Elizabeth Warren DNC YouTube Speech Last Night: Big Time Successful Delivery

Impact

Massachusetts Senate candidate Elizabeth Warren has been largely praised for her address at the DNC that served as a “warm-up” for former President Bill Clinton’s largely anticipated speech. 

Warren didn’t appear to take the attitude that her address should be viewed as a warm up act, emphatically putting herself into the role as the voice of the troubled American middle class.  Warren presented an arguably compelling case for the “99%” to give President Obama another four years, in which she used a touching narrative of her family and growing up as a child, criticized greedy oil companies and Wall Street CEOs, and consistently criticized Republican presidential nominee Mitt Romney for being out of touch with the middle class.

Warren, amidst a heavily criticized Senate campaign for her “you didn’t build it” line, managed to characterize Obama — and herself — as completely in touch with the middle class while looking to portray the opposite for Romney. 

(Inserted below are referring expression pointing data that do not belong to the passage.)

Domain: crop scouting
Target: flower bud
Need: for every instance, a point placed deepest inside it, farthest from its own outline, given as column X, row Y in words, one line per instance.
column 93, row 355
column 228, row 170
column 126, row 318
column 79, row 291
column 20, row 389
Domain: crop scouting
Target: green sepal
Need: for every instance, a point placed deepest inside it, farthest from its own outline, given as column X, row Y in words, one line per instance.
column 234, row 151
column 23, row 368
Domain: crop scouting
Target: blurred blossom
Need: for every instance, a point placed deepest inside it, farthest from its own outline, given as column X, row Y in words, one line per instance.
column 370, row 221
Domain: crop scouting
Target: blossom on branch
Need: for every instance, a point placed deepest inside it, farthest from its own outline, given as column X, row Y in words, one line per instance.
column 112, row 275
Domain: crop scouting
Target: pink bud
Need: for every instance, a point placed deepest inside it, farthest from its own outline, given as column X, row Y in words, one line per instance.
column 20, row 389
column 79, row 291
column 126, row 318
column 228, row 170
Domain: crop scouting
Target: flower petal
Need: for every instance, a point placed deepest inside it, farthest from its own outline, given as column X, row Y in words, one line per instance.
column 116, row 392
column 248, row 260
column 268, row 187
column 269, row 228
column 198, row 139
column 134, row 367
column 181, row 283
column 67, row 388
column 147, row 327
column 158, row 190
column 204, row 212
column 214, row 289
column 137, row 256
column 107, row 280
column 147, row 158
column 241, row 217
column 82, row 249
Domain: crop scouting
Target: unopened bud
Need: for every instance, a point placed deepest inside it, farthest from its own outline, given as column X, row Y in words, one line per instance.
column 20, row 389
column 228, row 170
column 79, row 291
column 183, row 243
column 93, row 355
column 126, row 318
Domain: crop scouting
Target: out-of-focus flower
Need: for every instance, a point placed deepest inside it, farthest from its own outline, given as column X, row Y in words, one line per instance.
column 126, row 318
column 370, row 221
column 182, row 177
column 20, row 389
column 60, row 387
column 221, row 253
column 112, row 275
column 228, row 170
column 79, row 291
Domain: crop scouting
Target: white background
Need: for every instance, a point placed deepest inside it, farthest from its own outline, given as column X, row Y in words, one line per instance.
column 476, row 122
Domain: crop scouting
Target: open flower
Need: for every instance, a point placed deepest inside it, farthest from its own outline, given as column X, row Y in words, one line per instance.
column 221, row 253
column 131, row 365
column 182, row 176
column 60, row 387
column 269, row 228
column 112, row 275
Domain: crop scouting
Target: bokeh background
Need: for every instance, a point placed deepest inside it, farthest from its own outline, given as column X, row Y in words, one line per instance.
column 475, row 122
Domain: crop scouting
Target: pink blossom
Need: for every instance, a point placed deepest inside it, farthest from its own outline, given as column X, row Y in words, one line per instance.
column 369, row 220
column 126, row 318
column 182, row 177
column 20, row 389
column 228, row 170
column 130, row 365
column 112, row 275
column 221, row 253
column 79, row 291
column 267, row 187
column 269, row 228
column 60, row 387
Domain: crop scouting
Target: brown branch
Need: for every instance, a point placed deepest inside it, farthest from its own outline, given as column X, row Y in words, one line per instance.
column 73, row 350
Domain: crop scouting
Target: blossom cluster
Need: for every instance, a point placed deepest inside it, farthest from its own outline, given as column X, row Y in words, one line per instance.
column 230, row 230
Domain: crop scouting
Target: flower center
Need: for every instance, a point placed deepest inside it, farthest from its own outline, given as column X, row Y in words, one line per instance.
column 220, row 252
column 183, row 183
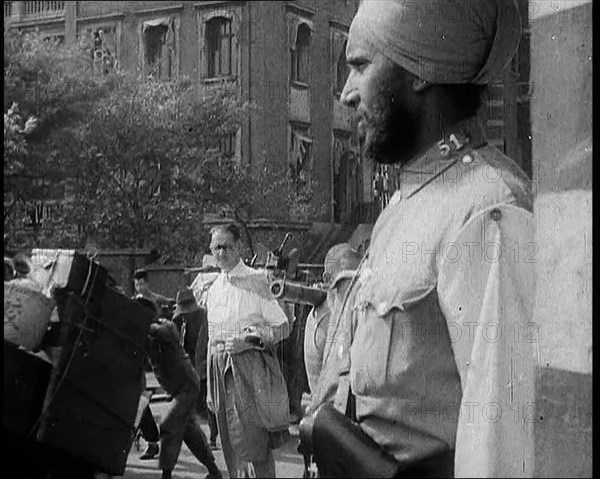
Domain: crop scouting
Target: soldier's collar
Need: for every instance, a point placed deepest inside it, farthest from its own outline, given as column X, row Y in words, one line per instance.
column 456, row 144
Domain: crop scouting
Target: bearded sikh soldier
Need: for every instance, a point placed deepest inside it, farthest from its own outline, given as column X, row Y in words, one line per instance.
column 428, row 366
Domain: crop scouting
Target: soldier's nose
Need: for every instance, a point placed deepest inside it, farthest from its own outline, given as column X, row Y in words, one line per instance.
column 349, row 96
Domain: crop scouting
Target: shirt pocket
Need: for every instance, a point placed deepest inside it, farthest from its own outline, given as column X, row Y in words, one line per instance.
column 385, row 342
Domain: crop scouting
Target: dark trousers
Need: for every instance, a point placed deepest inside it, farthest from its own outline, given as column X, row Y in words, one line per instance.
column 148, row 426
column 182, row 424
column 203, row 410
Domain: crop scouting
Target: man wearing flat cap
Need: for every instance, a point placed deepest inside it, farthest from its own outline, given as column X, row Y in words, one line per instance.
column 431, row 352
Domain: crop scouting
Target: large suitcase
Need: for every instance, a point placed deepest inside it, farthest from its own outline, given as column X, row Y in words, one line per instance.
column 26, row 379
column 91, row 403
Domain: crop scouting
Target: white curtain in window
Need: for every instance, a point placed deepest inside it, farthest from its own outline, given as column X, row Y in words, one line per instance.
column 301, row 146
column 293, row 25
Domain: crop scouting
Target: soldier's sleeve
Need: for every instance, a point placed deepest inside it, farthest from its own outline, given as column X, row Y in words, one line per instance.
column 486, row 291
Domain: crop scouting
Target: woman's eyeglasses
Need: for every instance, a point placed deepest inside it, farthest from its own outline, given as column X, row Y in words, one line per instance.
column 214, row 249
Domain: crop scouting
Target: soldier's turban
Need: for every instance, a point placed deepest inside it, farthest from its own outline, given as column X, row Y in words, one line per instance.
column 443, row 41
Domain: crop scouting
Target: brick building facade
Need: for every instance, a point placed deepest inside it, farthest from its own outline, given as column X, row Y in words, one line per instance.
column 288, row 59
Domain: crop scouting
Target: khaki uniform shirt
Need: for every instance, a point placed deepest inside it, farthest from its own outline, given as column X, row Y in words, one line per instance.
column 435, row 334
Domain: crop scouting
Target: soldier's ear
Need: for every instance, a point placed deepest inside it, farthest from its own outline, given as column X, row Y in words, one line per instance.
column 420, row 85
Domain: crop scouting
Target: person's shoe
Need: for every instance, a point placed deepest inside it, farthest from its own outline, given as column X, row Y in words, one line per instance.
column 216, row 474
column 151, row 451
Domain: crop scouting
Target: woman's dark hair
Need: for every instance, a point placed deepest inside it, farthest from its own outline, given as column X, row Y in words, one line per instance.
column 231, row 228
column 466, row 97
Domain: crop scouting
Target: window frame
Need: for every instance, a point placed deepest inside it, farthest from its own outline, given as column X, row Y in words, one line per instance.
column 203, row 17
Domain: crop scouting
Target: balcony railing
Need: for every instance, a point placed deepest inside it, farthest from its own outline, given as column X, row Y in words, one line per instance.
column 44, row 9
column 20, row 11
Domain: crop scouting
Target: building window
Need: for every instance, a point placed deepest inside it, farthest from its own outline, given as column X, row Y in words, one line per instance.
column 227, row 145
column 159, row 48
column 300, row 153
column 219, row 45
column 341, row 70
column 300, row 55
column 104, row 50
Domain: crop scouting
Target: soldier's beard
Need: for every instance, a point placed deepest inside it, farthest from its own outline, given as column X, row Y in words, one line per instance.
column 391, row 136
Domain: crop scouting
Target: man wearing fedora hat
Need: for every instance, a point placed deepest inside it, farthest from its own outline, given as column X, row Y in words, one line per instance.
column 191, row 321
column 176, row 374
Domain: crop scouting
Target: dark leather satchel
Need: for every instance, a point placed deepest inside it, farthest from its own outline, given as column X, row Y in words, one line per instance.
column 340, row 448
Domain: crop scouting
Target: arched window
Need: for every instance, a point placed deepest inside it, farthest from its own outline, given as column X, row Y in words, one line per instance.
column 219, row 45
column 342, row 70
column 300, row 55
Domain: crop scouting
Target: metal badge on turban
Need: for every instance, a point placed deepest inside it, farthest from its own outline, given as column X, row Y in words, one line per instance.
column 443, row 41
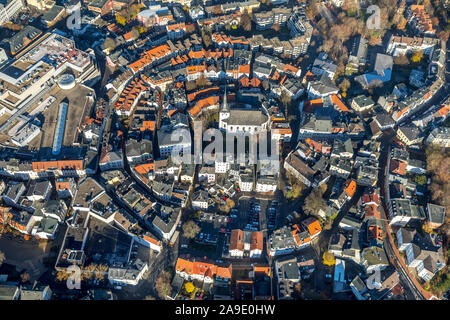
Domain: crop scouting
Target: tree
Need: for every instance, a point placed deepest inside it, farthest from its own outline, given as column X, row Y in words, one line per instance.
column 438, row 163
column 314, row 202
column 2, row 258
column 297, row 290
column 162, row 285
column 401, row 23
column 25, row 277
column 190, row 229
column 420, row 179
column 206, row 37
column 135, row 32
column 328, row 259
column 110, row 44
column 296, row 191
column 344, row 85
column 246, row 21
column 375, row 83
column 190, row 28
column 285, row 99
column 62, row 275
column 217, row 10
column 230, row 203
column 276, row 27
column 444, row 35
column 189, row 287
column 12, row 26
column 120, row 19
column 202, row 81
column 401, row 60
column 417, row 56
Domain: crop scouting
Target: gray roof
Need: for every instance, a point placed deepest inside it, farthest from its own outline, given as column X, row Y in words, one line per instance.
column 436, row 214
column 383, row 62
column 137, row 148
column 411, row 132
column 8, row 292
column 246, row 117
column 17, row 41
column 363, row 101
column 38, row 188
column 373, row 256
column 52, row 13
column 324, row 85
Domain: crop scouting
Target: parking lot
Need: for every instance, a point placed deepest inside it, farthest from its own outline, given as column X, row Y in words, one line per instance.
column 24, row 255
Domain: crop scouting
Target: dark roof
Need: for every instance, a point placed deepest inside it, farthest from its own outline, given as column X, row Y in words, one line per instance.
column 436, row 214
column 17, row 41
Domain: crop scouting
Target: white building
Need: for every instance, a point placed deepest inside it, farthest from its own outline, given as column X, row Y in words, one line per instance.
column 242, row 121
column 9, row 8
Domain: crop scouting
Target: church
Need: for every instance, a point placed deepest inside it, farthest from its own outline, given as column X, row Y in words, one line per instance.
column 241, row 121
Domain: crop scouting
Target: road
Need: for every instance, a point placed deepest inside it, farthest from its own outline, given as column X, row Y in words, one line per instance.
column 412, row 289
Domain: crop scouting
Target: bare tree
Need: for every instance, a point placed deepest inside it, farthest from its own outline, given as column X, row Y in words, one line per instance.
column 190, row 229
column 246, row 21
column 162, row 285
column 2, row 258
column 314, row 202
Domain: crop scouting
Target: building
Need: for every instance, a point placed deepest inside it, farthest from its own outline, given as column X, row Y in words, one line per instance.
column 402, row 212
column 321, row 88
column 245, row 244
column 288, row 274
column 200, row 200
column 409, row 135
column 362, row 103
column 439, row 136
column 297, row 167
column 358, row 54
column 166, row 222
column 52, row 16
column 203, row 270
column 242, row 121
column 323, row 66
column 419, row 21
column 51, row 57
column 402, row 45
column 435, row 215
column 8, row 9
column 266, row 19
column 421, row 253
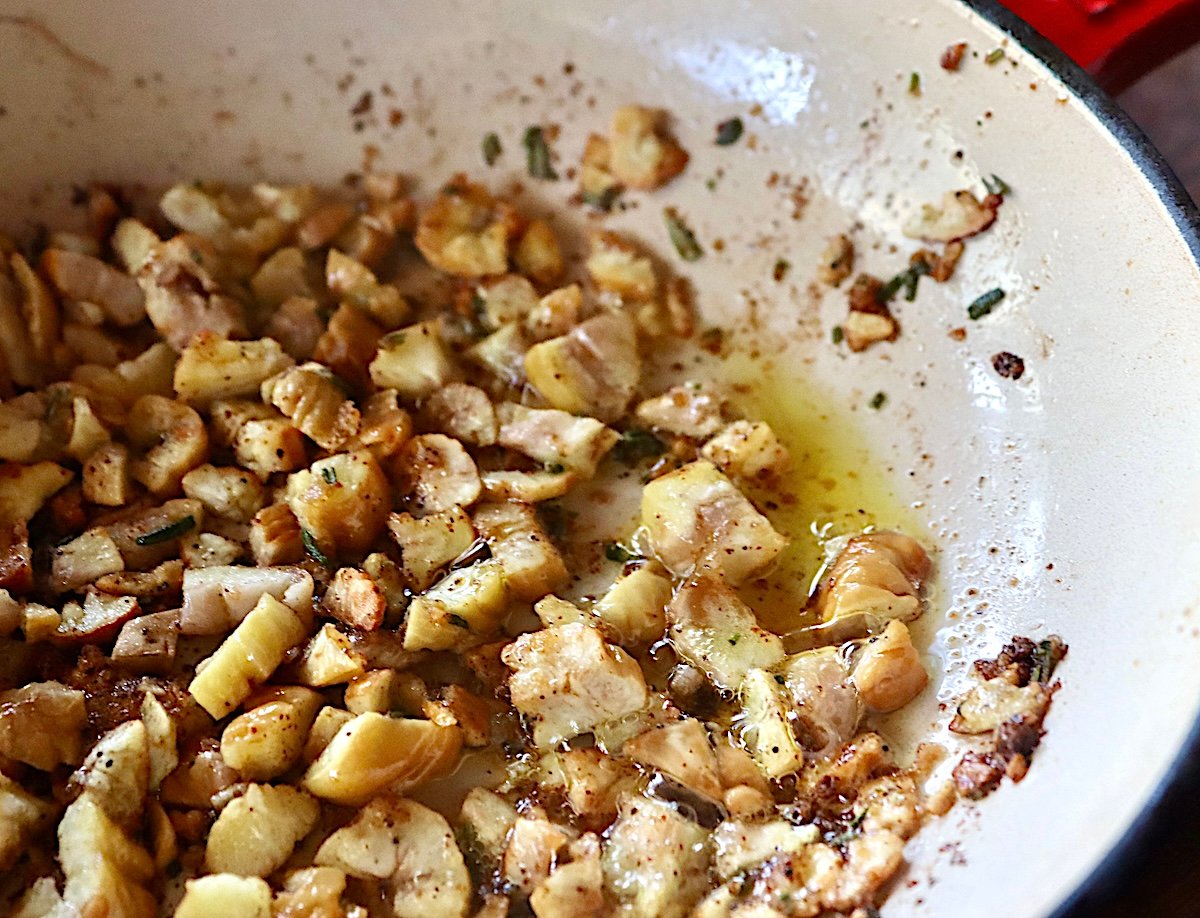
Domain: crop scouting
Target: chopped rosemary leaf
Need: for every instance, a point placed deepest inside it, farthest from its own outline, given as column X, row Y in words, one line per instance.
column 682, row 238
column 172, row 531
column 313, row 550
column 618, row 552
column 637, row 444
column 538, row 154
column 984, row 304
column 997, row 186
column 605, row 199
column 491, row 148
column 729, row 132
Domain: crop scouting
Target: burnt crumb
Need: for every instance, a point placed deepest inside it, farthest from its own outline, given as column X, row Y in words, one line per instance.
column 978, row 774
column 1008, row 365
column 952, row 58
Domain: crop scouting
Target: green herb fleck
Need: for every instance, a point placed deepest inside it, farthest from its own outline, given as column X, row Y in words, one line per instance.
column 604, row 199
column 172, row 531
column 619, row 553
column 491, row 148
column 1048, row 657
column 682, row 238
column 729, row 132
column 997, row 186
column 538, row 154
column 984, row 304
column 313, row 550
column 637, row 444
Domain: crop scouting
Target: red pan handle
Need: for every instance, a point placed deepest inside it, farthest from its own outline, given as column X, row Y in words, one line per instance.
column 1115, row 40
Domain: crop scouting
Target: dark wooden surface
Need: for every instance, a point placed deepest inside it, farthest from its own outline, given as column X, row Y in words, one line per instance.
column 1162, row 876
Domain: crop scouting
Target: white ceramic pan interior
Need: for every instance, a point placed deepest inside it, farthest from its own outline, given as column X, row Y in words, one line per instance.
column 1065, row 502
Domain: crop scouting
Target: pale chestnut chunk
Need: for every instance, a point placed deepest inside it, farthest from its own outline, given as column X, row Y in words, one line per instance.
column 25, row 489
column 749, row 451
column 226, row 894
column 461, row 610
column 171, row 439
column 256, row 833
column 655, row 863
column 463, row 412
column 429, row 544
column 634, row 607
column 617, row 265
column 41, row 724
column 22, row 815
column 641, row 153
column 414, row 361
column 538, row 255
column 696, row 511
column 329, row 659
column 210, row 369
column 877, row 576
column 105, row 870
column 355, row 599
column 409, row 845
column 85, row 558
column 316, row 403
column 863, row 329
column 226, row 491
column 183, row 298
column 959, row 215
column 247, row 657
column 373, row 753
column 532, row 564
column 384, row 426
column 437, row 474
column 148, row 643
column 568, row 681
column 593, row 370
column 342, row 501
column 888, row 673
column 691, row 409
column 217, row 599
column 117, row 773
column 681, row 750
column 466, row 232
column 267, row 741
column 533, row 846
column 742, row 845
column 713, row 629
column 837, row 261
column 555, row 438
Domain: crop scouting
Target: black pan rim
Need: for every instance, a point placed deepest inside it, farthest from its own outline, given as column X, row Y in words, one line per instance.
column 1186, row 217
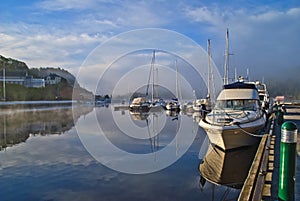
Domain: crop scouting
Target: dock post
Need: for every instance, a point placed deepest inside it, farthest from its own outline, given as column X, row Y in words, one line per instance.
column 287, row 169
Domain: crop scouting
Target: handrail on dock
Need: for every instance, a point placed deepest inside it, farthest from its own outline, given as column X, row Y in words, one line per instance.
column 253, row 186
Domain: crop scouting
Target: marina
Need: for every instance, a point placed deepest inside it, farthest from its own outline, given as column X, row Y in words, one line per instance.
column 52, row 158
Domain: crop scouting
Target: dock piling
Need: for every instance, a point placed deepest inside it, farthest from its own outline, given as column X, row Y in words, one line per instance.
column 287, row 168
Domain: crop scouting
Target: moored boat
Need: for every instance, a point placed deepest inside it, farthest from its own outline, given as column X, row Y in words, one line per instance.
column 237, row 117
column 139, row 104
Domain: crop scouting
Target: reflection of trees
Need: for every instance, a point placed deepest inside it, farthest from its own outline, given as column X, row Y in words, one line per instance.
column 17, row 125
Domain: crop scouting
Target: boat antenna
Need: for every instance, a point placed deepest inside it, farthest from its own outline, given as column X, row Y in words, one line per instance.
column 152, row 66
column 209, row 68
column 177, row 93
column 226, row 58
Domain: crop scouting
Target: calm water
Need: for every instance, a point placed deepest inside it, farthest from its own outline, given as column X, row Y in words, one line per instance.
column 43, row 157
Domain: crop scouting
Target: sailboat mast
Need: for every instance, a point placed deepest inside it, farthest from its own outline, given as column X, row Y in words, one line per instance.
column 209, row 68
column 226, row 59
column 152, row 66
column 156, row 81
column 177, row 94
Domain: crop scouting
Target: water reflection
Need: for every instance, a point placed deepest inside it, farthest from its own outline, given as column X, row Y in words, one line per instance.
column 50, row 166
column 16, row 125
column 228, row 168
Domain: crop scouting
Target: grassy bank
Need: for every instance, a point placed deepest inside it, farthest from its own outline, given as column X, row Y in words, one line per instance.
column 15, row 92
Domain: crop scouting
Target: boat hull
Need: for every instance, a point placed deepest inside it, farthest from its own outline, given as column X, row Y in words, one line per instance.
column 229, row 137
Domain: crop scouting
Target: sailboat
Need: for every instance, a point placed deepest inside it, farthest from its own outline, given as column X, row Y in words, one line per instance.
column 174, row 103
column 156, row 103
column 237, row 118
column 142, row 104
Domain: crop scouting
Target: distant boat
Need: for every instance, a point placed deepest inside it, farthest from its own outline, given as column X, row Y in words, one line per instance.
column 237, row 119
column 139, row 104
column 173, row 105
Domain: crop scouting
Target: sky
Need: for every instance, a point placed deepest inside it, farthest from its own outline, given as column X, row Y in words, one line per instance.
column 263, row 35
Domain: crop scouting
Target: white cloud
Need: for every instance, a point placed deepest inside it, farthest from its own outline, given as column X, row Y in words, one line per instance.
column 59, row 5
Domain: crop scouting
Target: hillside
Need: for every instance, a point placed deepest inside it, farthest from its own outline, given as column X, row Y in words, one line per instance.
column 60, row 91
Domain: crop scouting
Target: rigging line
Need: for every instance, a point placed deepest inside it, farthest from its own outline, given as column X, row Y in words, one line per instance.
column 151, row 66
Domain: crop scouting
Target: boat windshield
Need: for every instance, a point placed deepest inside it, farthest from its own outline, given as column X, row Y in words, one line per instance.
column 237, row 105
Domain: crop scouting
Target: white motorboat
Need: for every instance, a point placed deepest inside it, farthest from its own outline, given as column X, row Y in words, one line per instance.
column 139, row 104
column 237, row 117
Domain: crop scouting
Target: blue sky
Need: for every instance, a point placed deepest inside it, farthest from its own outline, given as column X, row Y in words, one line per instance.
column 264, row 35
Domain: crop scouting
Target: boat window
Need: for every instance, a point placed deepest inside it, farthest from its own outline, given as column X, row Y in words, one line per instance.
column 237, row 105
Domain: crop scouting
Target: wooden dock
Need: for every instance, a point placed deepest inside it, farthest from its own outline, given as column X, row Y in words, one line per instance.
column 263, row 177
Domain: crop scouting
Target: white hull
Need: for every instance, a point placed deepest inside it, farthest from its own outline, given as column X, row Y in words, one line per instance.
column 232, row 136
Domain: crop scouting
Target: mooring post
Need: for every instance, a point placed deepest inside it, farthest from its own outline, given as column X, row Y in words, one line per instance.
column 287, row 168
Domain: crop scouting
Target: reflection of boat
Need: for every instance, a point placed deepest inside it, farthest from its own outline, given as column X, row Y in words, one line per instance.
column 237, row 117
column 172, row 113
column 136, row 115
column 17, row 125
column 139, row 104
column 227, row 168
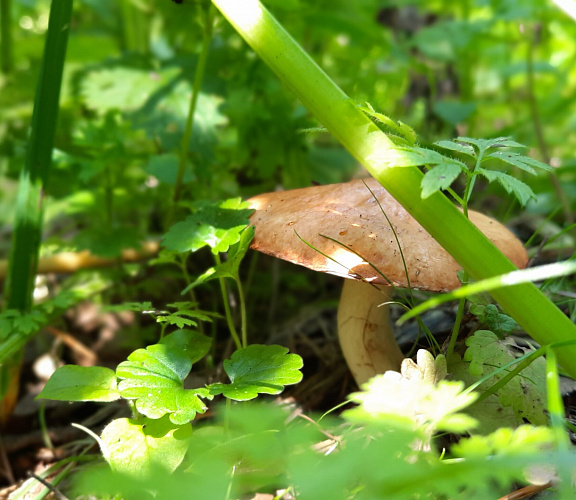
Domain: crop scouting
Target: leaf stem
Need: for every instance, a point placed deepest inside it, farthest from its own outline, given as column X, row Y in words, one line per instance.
column 198, row 76
column 229, row 318
column 6, row 55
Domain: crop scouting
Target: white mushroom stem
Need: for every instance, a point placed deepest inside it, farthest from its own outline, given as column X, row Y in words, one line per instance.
column 364, row 329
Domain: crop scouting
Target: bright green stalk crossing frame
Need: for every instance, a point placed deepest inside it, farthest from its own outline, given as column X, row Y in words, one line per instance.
column 372, row 148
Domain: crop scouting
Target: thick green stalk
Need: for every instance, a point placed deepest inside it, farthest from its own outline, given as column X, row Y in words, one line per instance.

Warren, first attacking Romney by only alluding to him, pointed out that no she truly respected “made big bucks from the risky Wall Street bets that brought down our economy” or had  “their money in the Cayman Islands to avoid paying their fair share of taxes.” 

Arguably the most significant passage of Warren’s address had her bash a Romney comparison between Americans and business, remarking, “corporations are not people … and that matters… because we need Barack Obama.” Warren, intent on making it clear that the country is better off after four years of Obama (a largely contested point during the RNC), closed with saying that Obama “believes in a country where nobody gets a free ride or a golden parachute” and that he believes in a nation where “billionaires pay their taxes just like their secretaries do."

Warren’s primetime speech will likely give her a much needed boost in her Senate campaign, where Scott Brown’s approval rating is very high. Furthermore, her speech serves to create the potential opportunity to provide President Obama with the support of a rising star among a polarized Congress for the next four years, assuming Obama wins. 

Warren’s speech stood consistent with her life-long political rhetoric, keeping true to her beliefs in regards to the economy, regulation, and the middle class, while maintaining thorough accuracy behind her message (to which there has been a distortion of during both conventions). And Obama will embrace her endorsement gladly, as he attempts to gain momentum in winning the independent vote and solidify his claim that America is better off than it was four years ago.